Additional information
- Time zone: IST (UTC+5:30);
- PIN: 744203
- Telephone code: 031927
- ISO code: IN-AN-00
- Official website: www.and.nic.in
- Literacy: 84.4%
- Avg. summer temperature: 30.2 °C (86.4 °F)
- Avg. winter temperature: 23.0 °C (73.4 °F)
- Sex ratio: 1.2♂/♀
- Census Code: 35.639.0004
- Official Languages: Hindi, English

= North Passage Island =

Island of the Andaman Islands

North Passage Island is an island of the Andaman Islands. It belongs to the North and Middle Andaman administrative district, part of the Indian union territory of Andaman and Nicobar Islands. The island lies 80 km north from Port Blair.

==Geography==
The island belongs to the East Baratang Group and lies east of Baratang and Colebrooke Island. It is 3 nmi south of Long Island. 95% of the island is a wildlife reserve.
The Cape Portman lighthouse, with a focal plane 29 m (95 ft); white flash every 5 s. This lighthouse marks the northern entrance to Diligent Strait. Located on a sharp cape at the northern tip of North Passage Island.

==Administration==
Politically, North Passage Island, along neighboring East Baratang Group, is part of Rangat Taluk.

== Demographics ==
There is only 1 village, located at Merk Bay.
North Passage Island in Andaman and Nicobar has very diminutive history of habitation, other than erratic visits from different sects of the Great Andamanese.

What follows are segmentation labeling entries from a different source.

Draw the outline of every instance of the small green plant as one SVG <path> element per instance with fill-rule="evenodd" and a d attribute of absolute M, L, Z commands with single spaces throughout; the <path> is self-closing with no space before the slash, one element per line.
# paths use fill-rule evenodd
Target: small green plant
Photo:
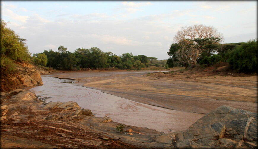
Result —
<path fill-rule="evenodd" d="M 124 128 L 125 127 L 125 125 L 123 124 L 120 124 L 116 127 L 116 129 L 118 131 L 123 132 L 124 131 Z"/>

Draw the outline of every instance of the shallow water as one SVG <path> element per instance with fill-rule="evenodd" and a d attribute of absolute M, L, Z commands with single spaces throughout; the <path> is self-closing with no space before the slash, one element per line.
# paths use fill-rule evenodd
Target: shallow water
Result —
<path fill-rule="evenodd" d="M 44 85 L 30 90 L 47 100 L 73 101 L 97 117 L 107 116 L 116 122 L 166 133 L 187 129 L 203 114 L 179 111 L 136 102 L 98 90 L 73 85 L 70 81 L 42 76 Z"/>

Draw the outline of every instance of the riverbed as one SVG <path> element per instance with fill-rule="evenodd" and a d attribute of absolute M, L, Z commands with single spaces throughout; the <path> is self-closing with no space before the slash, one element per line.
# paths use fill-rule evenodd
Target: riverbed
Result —
<path fill-rule="evenodd" d="M 30 90 L 41 97 L 51 97 L 48 101 L 76 102 L 95 116 L 106 116 L 116 122 L 167 133 L 186 129 L 204 115 L 136 102 L 50 76 L 42 76 L 44 85 Z"/>

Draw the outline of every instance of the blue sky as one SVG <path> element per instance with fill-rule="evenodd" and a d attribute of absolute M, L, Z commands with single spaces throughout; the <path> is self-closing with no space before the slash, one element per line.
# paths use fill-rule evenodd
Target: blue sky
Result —
<path fill-rule="evenodd" d="M 256 1 L 1 1 L 1 7 L 32 54 L 63 45 L 166 59 L 180 27 L 200 24 L 217 29 L 224 43 L 257 37 Z"/>

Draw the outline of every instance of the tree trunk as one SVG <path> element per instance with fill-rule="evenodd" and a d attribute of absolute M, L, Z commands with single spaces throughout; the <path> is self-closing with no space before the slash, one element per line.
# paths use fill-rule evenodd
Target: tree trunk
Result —
<path fill-rule="evenodd" d="M 188 63 L 184 63 L 184 67 L 185 67 L 185 69 L 187 68 L 188 67 Z"/>

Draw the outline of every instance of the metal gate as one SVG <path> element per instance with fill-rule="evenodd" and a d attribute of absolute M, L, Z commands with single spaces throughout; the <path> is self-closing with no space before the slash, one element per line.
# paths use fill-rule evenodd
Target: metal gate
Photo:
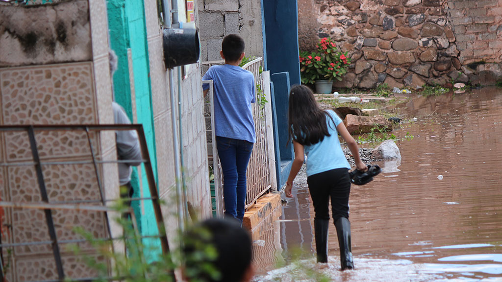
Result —
<path fill-rule="evenodd" d="M 116 245 L 117 241 L 124 239 L 123 237 L 112 236 L 113 233 L 116 234 L 112 229 L 116 226 L 110 223 L 110 214 L 116 213 L 116 211 L 110 204 L 117 199 L 106 199 L 105 197 L 103 184 L 108 176 L 103 175 L 102 168 L 106 164 L 131 161 L 107 160 L 103 157 L 104 153 L 96 150 L 98 135 L 103 136 L 100 133 L 124 130 L 134 130 L 138 133 L 143 158 L 142 162 L 147 174 L 151 195 L 150 198 L 130 200 L 152 201 L 160 234 L 156 237 L 160 240 L 163 253 L 169 252 L 157 187 L 141 125 L 0 126 L 0 140 L 3 142 L 15 141 L 15 137 L 20 140 L 28 140 L 29 145 L 29 148 L 26 150 L 18 148 L 19 152 L 24 153 L 24 159 L 21 160 L 8 158 L 4 160 L 0 156 L 0 195 L 2 197 L 0 199 L 0 281 L 62 282 L 65 279 L 90 281 L 100 278 L 93 276 L 92 269 L 84 265 L 84 262 L 79 261 L 65 247 L 69 244 L 88 244 L 86 239 L 73 233 L 72 228 L 79 226 L 85 229 L 88 225 L 97 224 L 92 233 L 94 239 L 111 241 L 112 245 Z M 55 161 L 50 160 L 51 154 L 62 152 L 49 146 L 46 139 L 53 137 L 56 142 L 52 144 L 64 142 L 65 146 L 68 146 L 70 142 L 71 146 L 72 140 L 68 139 L 68 133 L 79 135 L 76 139 L 86 139 L 87 148 L 79 150 L 88 152 L 88 156 L 78 160 L 62 160 L 61 158 L 59 160 L 56 158 Z M 113 134 L 113 132 L 107 133 Z M 80 143 L 79 145 L 82 144 Z M 6 155 L 9 154 L 9 152 L 6 152 Z M 59 156 L 64 155 L 59 154 Z M 87 170 L 83 169 L 84 167 Z M 24 170 L 23 177 L 17 176 L 15 173 L 20 169 Z M 77 169 L 81 170 L 75 171 Z M 84 178 L 84 183 L 82 183 L 80 179 L 74 182 L 76 184 L 60 183 L 65 177 L 73 176 L 78 178 L 79 174 L 88 173 L 89 174 Z M 112 176 L 117 177 L 116 175 Z M 54 183 L 58 181 L 60 184 L 56 189 Z M 84 185 L 88 188 L 85 195 L 79 194 L 84 192 L 79 191 L 78 186 L 75 189 L 75 185 Z M 19 197 L 22 192 L 24 194 Z M 68 193 L 72 192 L 75 194 L 68 197 Z M 130 209 L 129 212 L 131 211 Z M 69 214 L 71 216 L 69 220 Z M 134 213 L 131 215 L 135 222 Z M 76 224 L 77 222 L 79 223 Z M 44 226 L 47 233 L 44 231 Z M 39 232 L 40 230 L 42 232 Z M 91 248 L 87 248 L 87 251 L 88 254 L 93 254 Z M 126 255 L 123 250 L 115 249 L 114 251 Z M 51 253 L 52 257 L 47 256 Z M 40 257 L 34 259 L 33 257 L 38 253 Z M 23 268 L 25 266 L 26 269 Z M 109 272 L 111 275 L 111 272 Z M 116 277 L 109 279 L 120 280 Z"/>

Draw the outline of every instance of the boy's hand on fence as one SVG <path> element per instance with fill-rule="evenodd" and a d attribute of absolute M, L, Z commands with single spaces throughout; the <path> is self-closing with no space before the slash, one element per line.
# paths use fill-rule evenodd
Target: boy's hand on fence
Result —
<path fill-rule="evenodd" d="M 288 198 L 293 198 L 293 194 L 291 193 L 291 191 L 293 190 L 293 183 L 288 183 L 286 182 L 286 188 L 284 189 L 284 193 L 286 194 L 286 196 Z"/>

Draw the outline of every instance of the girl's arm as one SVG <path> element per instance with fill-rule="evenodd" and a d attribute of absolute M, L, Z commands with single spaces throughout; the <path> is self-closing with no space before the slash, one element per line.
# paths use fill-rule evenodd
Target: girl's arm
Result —
<path fill-rule="evenodd" d="M 347 146 L 350 150 L 350 152 L 352 153 L 352 156 L 354 157 L 354 161 L 355 162 L 355 167 L 360 171 L 366 171 L 368 168 L 361 161 L 361 158 L 359 156 L 359 147 L 357 146 L 357 143 L 355 142 L 355 140 L 354 140 L 352 135 L 348 132 L 347 127 L 345 127 L 345 124 L 343 124 L 343 122 L 340 122 L 336 128 L 340 136 L 347 143 Z"/>
<path fill-rule="evenodd" d="M 293 181 L 295 180 L 296 175 L 298 174 L 298 172 L 302 168 L 302 165 L 303 165 L 304 160 L 305 153 L 303 151 L 303 145 L 293 140 L 293 147 L 295 149 L 295 160 L 293 161 L 291 170 L 289 172 L 289 177 L 288 177 L 288 181 L 286 182 L 286 189 L 284 190 L 286 196 L 288 198 L 293 198 L 293 194 L 291 194 L 291 190 L 293 189 Z"/>

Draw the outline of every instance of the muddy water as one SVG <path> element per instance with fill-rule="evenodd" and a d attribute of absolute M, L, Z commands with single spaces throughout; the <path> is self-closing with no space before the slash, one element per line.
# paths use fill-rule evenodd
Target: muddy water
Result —
<path fill-rule="evenodd" d="M 417 121 L 393 133 L 414 137 L 397 142 L 400 162 L 379 163 L 383 173 L 352 186 L 357 269 L 338 270 L 332 225 L 331 265 L 321 272 L 335 281 L 502 281 L 502 91 L 416 96 L 394 110 Z M 279 236 L 274 239 L 279 260 L 297 263 L 281 268 L 262 260 L 257 280 L 319 279 L 306 274 L 315 262 L 315 242 L 304 186 L 295 187 L 296 197 L 269 232 Z M 255 246 L 258 256 L 271 240 Z M 299 249 L 303 256 L 292 259 Z"/>

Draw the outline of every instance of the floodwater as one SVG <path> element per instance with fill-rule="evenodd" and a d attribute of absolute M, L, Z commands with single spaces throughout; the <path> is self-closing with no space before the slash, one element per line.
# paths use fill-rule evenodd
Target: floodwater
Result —
<path fill-rule="evenodd" d="M 416 96 L 393 111 L 400 162 L 352 186 L 356 270 L 340 271 L 333 225 L 333 281 L 502 281 L 502 91 Z M 413 135 L 413 138 L 405 138 Z M 254 234 L 256 281 L 315 281 L 313 208 L 303 183 Z M 286 265 L 286 266 L 284 266 Z"/>

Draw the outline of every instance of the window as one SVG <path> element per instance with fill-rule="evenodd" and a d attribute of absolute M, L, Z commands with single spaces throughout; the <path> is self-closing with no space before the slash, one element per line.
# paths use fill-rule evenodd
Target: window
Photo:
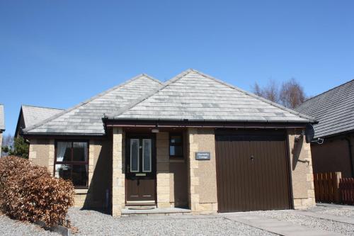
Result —
<path fill-rule="evenodd" d="M 57 141 L 55 176 L 69 179 L 77 188 L 87 187 L 88 158 L 87 142 Z"/>
<path fill-rule="evenodd" d="M 183 158 L 182 134 L 170 134 L 170 158 Z"/>

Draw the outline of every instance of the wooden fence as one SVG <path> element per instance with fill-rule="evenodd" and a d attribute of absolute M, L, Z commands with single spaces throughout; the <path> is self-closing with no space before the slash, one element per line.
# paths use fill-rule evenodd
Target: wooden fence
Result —
<path fill-rule="evenodd" d="M 341 172 L 314 174 L 316 201 L 354 205 L 354 178 L 341 178 Z"/>
<path fill-rule="evenodd" d="M 354 204 L 354 178 L 342 178 L 339 182 L 342 203 Z"/>
<path fill-rule="evenodd" d="M 316 201 L 322 203 L 341 203 L 339 191 L 341 172 L 314 174 L 314 196 Z"/>

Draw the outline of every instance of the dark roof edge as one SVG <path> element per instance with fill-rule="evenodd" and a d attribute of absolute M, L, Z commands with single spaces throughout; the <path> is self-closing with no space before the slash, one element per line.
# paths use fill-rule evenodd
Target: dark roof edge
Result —
<path fill-rule="evenodd" d="M 110 121 L 154 121 L 154 122 L 159 122 L 159 121 L 182 121 L 182 122 L 240 122 L 240 123 L 245 123 L 245 122 L 254 122 L 254 123 L 308 123 L 308 121 L 305 120 L 228 120 L 228 119 L 203 119 L 203 120 L 198 120 L 198 119 L 172 119 L 172 118 L 166 118 L 166 119 L 155 119 L 155 118 L 103 118 L 103 120 L 110 120 Z"/>
<path fill-rule="evenodd" d="M 97 94 L 96 96 L 93 96 L 93 97 L 91 97 L 91 98 L 86 100 L 85 101 L 81 102 L 81 103 L 79 103 L 79 104 L 77 104 L 77 105 L 76 105 L 74 106 L 72 106 L 72 107 L 71 107 L 71 108 L 68 108 L 67 110 L 64 110 L 64 111 L 63 111 L 63 112 L 61 112 L 61 113 L 58 113 L 57 115 L 55 115 L 55 116 L 53 116 L 52 117 L 50 117 L 49 118 L 45 119 L 45 120 L 42 120 L 42 121 L 41 121 L 41 122 L 40 122 L 40 123 L 37 123 L 35 125 L 33 125 L 32 126 L 29 126 L 29 127 L 23 129 L 23 134 L 29 134 L 29 131 L 30 131 L 30 130 L 33 130 L 33 129 L 35 129 L 35 128 L 38 128 L 39 126 L 41 126 L 41 125 L 45 124 L 46 123 L 47 123 L 47 122 L 49 122 L 50 120 L 54 120 L 54 119 L 55 119 L 55 118 L 58 118 L 58 117 L 59 117 L 59 116 L 62 116 L 62 115 L 68 113 L 68 112 L 70 112 L 71 111 L 72 111 L 72 110 L 74 110 L 75 108 L 79 108 L 79 107 L 80 107 L 80 106 L 81 106 L 83 105 L 85 105 L 86 103 L 87 103 L 93 101 L 93 99 L 98 99 L 100 96 L 103 96 L 103 95 L 109 93 L 110 91 L 111 91 L 113 90 L 117 89 L 118 89 L 118 88 L 120 88 L 120 87 L 121 87 L 121 86 L 122 86 L 124 85 L 126 85 L 127 84 L 129 84 L 129 83 L 133 82 L 134 80 L 137 79 L 139 79 L 139 78 L 140 78 L 140 77 L 142 77 L 143 76 L 145 76 L 147 78 L 149 78 L 150 79 L 152 79 L 154 81 L 158 81 L 157 79 L 154 79 L 153 77 L 152 77 L 150 76 L 148 76 L 148 75 L 147 75 L 145 74 L 138 74 L 138 75 L 132 77 L 132 79 L 127 80 L 126 82 L 123 82 L 122 84 L 118 84 L 117 86 L 115 86 L 114 87 L 110 88 L 110 89 L 109 89 L 108 90 L 105 90 L 105 91 L 103 91 L 103 92 L 101 92 L 101 93 L 100 93 L 100 94 Z M 161 82 L 159 82 L 160 84 L 162 84 L 162 83 Z"/>
<path fill-rule="evenodd" d="M 186 75 L 187 74 L 190 73 L 193 70 L 191 69 L 187 69 L 187 70 L 183 72 L 182 73 L 178 74 L 177 76 L 174 77 L 173 78 L 172 78 L 172 79 L 168 80 L 167 82 L 166 82 L 165 83 L 164 83 L 163 84 L 164 85 L 162 86 L 161 86 L 161 87 L 159 87 L 159 88 L 158 88 L 156 89 L 154 89 L 152 91 L 151 91 L 151 92 L 149 92 L 149 93 L 148 93 L 147 94 L 144 94 L 144 95 L 140 96 L 139 98 L 138 98 L 138 99 L 135 99 L 135 101 L 132 101 L 130 103 L 127 104 L 127 106 L 123 106 L 122 108 L 121 108 L 120 109 L 118 109 L 116 111 L 110 113 L 110 114 L 108 115 L 107 118 L 114 120 L 114 118 L 115 116 L 121 115 L 122 113 L 123 113 L 125 111 L 128 111 L 131 108 L 137 106 L 137 104 L 139 104 L 142 101 L 147 99 L 148 98 L 149 98 L 152 95 L 154 95 L 156 93 L 159 92 L 161 89 L 166 88 L 166 86 L 168 86 L 171 84 L 172 84 L 172 83 L 176 82 L 177 80 L 180 79 L 181 78 L 182 78 L 183 77 L 184 77 L 185 75 Z"/>
<path fill-rule="evenodd" d="M 294 111 L 292 109 L 290 109 L 288 108 L 286 108 L 286 107 L 285 107 L 285 106 L 282 106 L 280 104 L 278 104 L 277 103 L 273 102 L 273 101 L 269 101 L 269 100 L 268 100 L 266 99 L 264 99 L 264 98 L 263 98 L 261 96 L 257 96 L 257 95 L 256 95 L 256 94 L 254 94 L 253 93 L 249 92 L 249 91 L 245 91 L 244 89 L 240 89 L 240 88 L 239 88 L 239 87 L 237 87 L 236 86 L 234 86 L 234 85 L 232 85 L 232 84 L 228 84 L 227 82 L 223 82 L 222 80 L 219 80 L 218 79 L 216 79 L 216 78 L 215 78 L 215 77 L 212 77 L 210 75 L 208 75 L 208 74 L 204 74 L 202 72 L 198 72 L 198 70 L 195 70 L 195 69 L 192 69 L 192 70 L 193 72 L 196 72 L 196 73 L 198 73 L 198 74 L 204 76 L 204 77 L 206 77 L 207 78 L 213 79 L 213 80 L 215 80 L 215 81 L 216 81 L 216 82 L 219 82 L 220 84 L 222 84 L 224 85 L 228 86 L 229 86 L 229 87 L 231 87 L 231 88 L 232 88 L 234 89 L 236 89 L 236 90 L 242 92 L 242 93 L 244 93 L 245 94 L 247 94 L 249 96 L 253 96 L 255 99 L 259 99 L 259 100 L 261 100 L 262 101 L 264 101 L 264 102 L 266 102 L 266 103 L 267 103 L 268 104 L 270 104 L 272 106 L 276 106 L 276 107 L 278 107 L 278 108 L 279 108 L 280 109 L 285 110 L 285 111 L 288 111 L 288 112 L 290 112 L 290 113 L 292 113 L 294 115 L 298 116 L 299 116 L 299 117 L 301 117 L 302 118 L 308 119 L 311 123 L 318 123 L 318 121 L 316 120 L 316 118 L 314 118 L 313 117 L 307 116 L 305 114 L 297 112 L 296 111 Z"/>
<path fill-rule="evenodd" d="M 351 135 L 354 134 L 354 130 L 346 130 L 346 131 L 341 131 L 341 132 L 339 132 L 339 133 L 332 133 L 331 135 L 324 135 L 324 136 L 316 136 L 316 129 L 315 129 L 315 137 L 316 138 L 316 137 L 320 137 L 320 138 L 332 138 L 332 137 L 334 137 L 336 136 L 341 136 L 341 135 Z"/>
<path fill-rule="evenodd" d="M 304 101 L 302 103 L 301 103 L 301 104 L 299 104 L 299 106 L 297 106 L 297 108 L 299 108 L 301 105 L 302 105 L 302 104 L 304 104 L 304 103 L 307 102 L 308 101 L 312 100 L 312 99 L 314 99 L 314 98 L 316 98 L 316 97 L 318 97 L 318 96 L 320 96 L 321 95 L 323 95 L 323 94 L 326 94 L 326 93 L 327 93 L 327 92 L 329 92 L 329 91 L 332 91 L 332 90 L 334 90 L 334 89 L 338 89 L 338 88 L 339 88 L 340 86 L 343 86 L 343 85 L 346 85 L 346 84 L 349 84 L 349 83 L 350 83 L 350 82 L 353 82 L 353 81 L 354 81 L 354 79 L 350 79 L 350 81 L 346 82 L 345 82 L 344 84 L 339 84 L 339 85 L 338 85 L 338 86 L 335 86 L 335 87 L 333 87 L 333 88 L 331 88 L 331 89 L 329 89 L 329 90 L 327 90 L 327 91 L 324 91 L 324 92 L 321 92 L 321 94 L 317 94 L 317 95 L 316 95 L 316 96 L 314 96 L 313 97 L 312 97 L 312 98 L 310 98 L 310 99 L 307 99 L 307 100 Z"/>
<path fill-rule="evenodd" d="M 36 108 L 38 108 L 52 109 L 52 110 L 62 110 L 62 111 L 64 111 L 64 110 L 65 110 L 65 109 L 64 109 L 64 108 L 52 108 L 52 107 L 46 107 L 46 106 L 34 106 L 34 105 L 25 105 L 25 104 L 22 104 L 22 105 L 21 105 L 21 107 L 22 107 L 22 106 L 36 107 Z"/>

Just about 100 acres of land behind Merk Bay beach was handed over to the Agriculture Department of Andaman Islands four decades ago. This was done in order to set up a coconut plantation. The only inhabitants of this island at present are representatives of the Forest Department and caretakers of the Coconut Plantation.